Well, in Birmingham, Trussell Trust tell me that the number of food parcels they’re issuing this year has risen 40%. And that is on top of the extraordinary national rise we have seen in the food banks over the last few years.
When we look at some of the underlying causes for this, we can see why. Here’s the latest data from I asked the House of Commons library to pull out for me, ahead of the Liaison Committee hearings. As you can see, when we look at the numbers languishing in relative poverty after housing costs, we have a sharp rise in both the number of children, and the number of working age adults living in relative poverty.
So, what was the Prime Minister’s case? I suspect he was resting his argument on the slight fall in the Gini coefficient for income over the last few years. The Gini coeeficient is a way of looking at the dispersion of income throughout society: the lower its value, the more equally household income is distributed - and this has fallen slightly since 2010, not least because incomes have on average remained so flat.
But when we look at Gini coefficient for wealth, we see two things. First, it is much worse than for income, and second, it hasn’t gone down. In fact, it has gone up. And this is likely to be an underestimate because as the Office for National Statistics tells me, it is very hard to collect data on either income of wealth for the very richest. Indeed, Arun Advani and his colleagues estimate some £800 billion held by the super-rich is missing from the calculations.
These shifts reflect a big change in the nature of our economy over the last decade as wealth and income from wealth has been transformed not least because we:
(a) poured into the economy nearly a trillion pounds of quantitative easing, which by keeping interest rates low boosted the value of assets, which are largely held by wealthier citizens, and
(b) kept tax on investment income at around half the rate of a top rate tax-payer, while providing big tax incentives for those who already own assets (what Richard Titmuss used to call ‘fiscal welfare’)
These shifts have overwhelmingly benefited the very luckiest in society far more than everyone else. Indeed, the top 1% have multiplied their wealth 31 times more than everyone else since the financial crash.
This is part of a wider story that tells us much about the way our economy has changed since the Berlin Wall came down.

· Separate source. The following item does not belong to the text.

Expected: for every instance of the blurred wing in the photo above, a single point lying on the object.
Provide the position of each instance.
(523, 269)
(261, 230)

Despite the austerity since the Great Financial Crisis, as you can see in this final graph, the value of net household wealth in Britain has surged to around £13 trillion - and the value of investment income has to surged to nearly £80 billion. But an estimated 60% of that income flows the richest 10% of our citizens, while, as JRF remind us, a quarter of the population has less than £100 in savings.
Result? A wealth-driven inequality which is holding back our economy, poisoning our society - and destroying the chance to restore an old ideal that both parties, Conservative and Labour, used to hold dear: the wealth-owning democracy.
A few minutes of exchange at the Liaison Committee doesn’t provide much opportunity to get into the detail of this stuff. But, sometimes it can tell us everything we need to know about where the priorities of Mr Sunak might lie.